Not all findings are equal. Order by business risk, not by the sequence you discovered them.

  • Critical -- immediate: Tenant Wi-Fi to BMS connectivity. Life-safety systems accessible from untrusted network. The segmentation you implemented in Unit 3 addresses this. Implementation cost: configuration only (Docker networking changes). Timeline: completed during assessment.
  • Critical -- immediate: Tenant Wi-Fi to access control connectivity. Physical security systems accessible from untrusted network. Same remediation as BMS.
  • High -- near-term: Al Wakra legacy BMS authentication gap. Compensating control in place (dedicated monitoring). Long-term fix: system replacement. Cost: hardware and installation.
  • High -- near-term: Third-party CCTV vendor VPN scope. VPN access limited by segmentation, but vendor access policy needed. Cost: configuration plus policy development.
  • Medium -- planned: Shared fiber single point of failure. Two buildings share connectivity. Cost: dedicated fiber connections or hardware firewall reconfiguration.
  • Recommendation: Vendor access management policy.
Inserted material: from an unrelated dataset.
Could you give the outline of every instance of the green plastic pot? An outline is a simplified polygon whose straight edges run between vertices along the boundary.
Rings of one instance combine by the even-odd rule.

Not a technical finding but directly relevant to the insurance company's concern.

Step 3: Create cost estimates

Direct AI to research typical costs for each remediation item. Fatima asked for options to present to the board.

The cost categories:

  • Network segmentation implementation (Docker/infrastructure reconfiguration) -- mostly labor
  • Legacy BMS replacement (Al Wakra) -- hardware, software, installation, commissioning
  • Shared fiber separation (dedicated connections per building) -- ISP and construction
  • VPN reconfiguration and vendor access policy -- labor and governance

Present costs in Qatari Riyals (QAR). For each item: immediate cost, ongoing cost (if any), and the cost of not doing it (insurance premium increase, risk exposure).
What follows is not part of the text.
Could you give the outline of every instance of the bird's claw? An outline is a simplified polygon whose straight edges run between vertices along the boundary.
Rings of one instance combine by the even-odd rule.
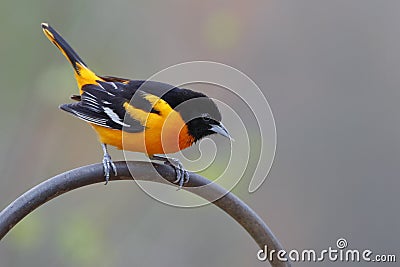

Step 4: Design the implementation timeline

Three months to the insurance deadline. What fits within that window?

Map each remediation item to the timeline:

  • Immediate (already done): Network segmentation and firewall rules. Detection rules. These were implemented during the assessment.
  • 1 month: VPN reconfiguration, vendor access policy development.
  • 2-3 months: Shared fiber firewall hardening (if not separating fiber).
  • 3-6 months: Shared fiber separation (if choosing dedicated connections). Requires ISP engagement and construction.
  • 6-12 months: Al Wakra BMS replacement. Requires procurement, installation, and commissioning without disrupting building operations.

The insurance company needs to see that the critical items (segmentation, detection) are already in place, and that the longer-term items have funded timelines.

Step 5: Write the architecture documentation

Document the network architecture so future operators understand it. This is not a report for Fatima -- it is a reference for Ahmed's team and whoever comes after them.

For each network zone: which containers belong to it, which traffic is allowed in and out, and why. For each firewall rule: what it does, which zone boundary it controls, and the business justification. For the Al Wakra exception: the compensating control, the residual risk, and the scheduled review date.

This documentation matters because network architecture is invisible in normal operation. A developer who does not know the segmentation exists will file a bug report when their new service cannot reach the database. The person responding needs to know that the segmentation was a deliberate security decision, not a misconfiguration.

Contact Fatima with the remediation plan structure. She reviews the cost estimates and asks: "What's the minimum we need to do to satisfy the insurance company, and what's the full recommendation?" She needs both to present to the board -- the compliance minimum and the security recommendation.

This forces you to distinguish "compliant" from "secure." The insurance company needs segmentation evidence. The security recommendation includes the legacy BMS replacement, the shared fiber separation, and the vendor access policy. The board gets to choose.

✓ Check

Check: Remediation plan covers all findings from Units 2-7. Cost estimates present at least three cost categories. Implementation timeline maps to the three-month insurance deadline. Architecture documentation covers all network zones and traffic rules.